The $100,000 to pay for the “hard removal,” the $79,470 to pay for the “establishment, nurturing and monitoring” of the plant for a decade after its “hard removal,” and the $25,605 to cover the “reporting requirements” for the decade after the “hard removal,” equaled a total cost of $205,075 for “translocating” this manzanita bush.
But those were not the only costs incurred by taxpayers on behalf of the bush. According to the MOA, other costs included:
–“Contract for and provide funding not to exceed $7,025.00 for initial genetic or chromosomal testing of the Mother Plant by a qualified expert to be selected at Caltrans’ sole discretion.” (MOA – Fran Man – 2009.pdf)

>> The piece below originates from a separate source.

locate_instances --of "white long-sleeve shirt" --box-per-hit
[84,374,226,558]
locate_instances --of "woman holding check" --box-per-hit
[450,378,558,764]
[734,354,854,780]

–“Contract for and fund the input, guidance, and advice of a qualified Manzanita expert on an as-needed basis to support the tending of the Mother Plant for a period not to exceed five (5) years, provided that said expert selection, retention and replacement at any point after hiring rests in the sole discretion of Caltrans.”
“Provide funding not to exceed $5,000.00 to each of 3 botanical gardens (Strybing, UC, and Tilden) to nurture salvaged rooted layers and to monitor and report findings as outlined in the Conservation Plan.”
–“Provide funding not to exceed $1,500.00 for the long-term seed storage of 300 seeds collected around the Mother Plant in November 2009 as outlined in the Conservation Plan.”
The plant is now protected by a fence and its location is kept secret, in part because the Presidio Trust and the National Park Service fear that nature-lovers seeking to see the rare wild Manzanita might trample it to death.
“[A] single trampling event could result in damage or the death of the wild plant,” the Interior Department noted in the Federal Register for Sept. 8, 2011. “As noted …, the Presidio Trust and NPS have made continuous efforts not to reveal the location of Arctostaphylos franciscana. They are concerned that public knowledge of the A. franciscana location would attract large numbers of plant enthusiasts who may damage the A. franciscana and compact the soil.”
The project to replace the Doyle Drive approach to the Golden Gate Bridge with a new road called the Presidio Parkway has an estimated total cost of $1.045 billion. The project has received a number of federal grants, including two under President Barack Obama’s American Recovery and Reinvestment Act. These included $83.28 million in stimulus funds awarded to the project on Dec. 24, 2009 (about a month before the manzanita bush was “translocated”) and $46 million awarded on Dec. 30, 2010.
In a Feb. 17, 2010 statement about stimulus money going to the project, then-House Speaker Nancy Pelosi described herself as “a long-time supporter of the Presidio Parkway project.”
“This badly deteriorated structure is designated a Post Disaster Recovery Route and is the only route between the San Francisco peninsula and northern California counties,” Pelosi’s statement said of project. “Unfortunately, the current roadway is reaching the end of its useful life. The Federal Highway Administration ranks Doyle Drive as the fifth worst bridge in the nation and the worst in California for structural sufficiency.
Construction on the new Presidio Parkway began in late 2009 and is scheduled to be completed in 2013.”
In September 2011, the Fish and Wildlife Service proposed naming the Franciscan manzanita an endangered species.
Had the plant been moved to a botanical garden it would have remained “extinct in the wild.” According to the MOA “Such translocation would essentially render the plant extinct in the wild (once again); it would be unlikely that the plant could be moved a second time once reintroduced populations are established; the seed from the mother plant would not be usable due to likely genetic contamination from other garden species of manzanitas.”
The plant is still considered wild according to the 2011 Federal Register entry because it has been moved to an undeveloped area of the Presidio and “is not receiving the level of protection, water, and nutrients that plants in a botanical garden may receive.”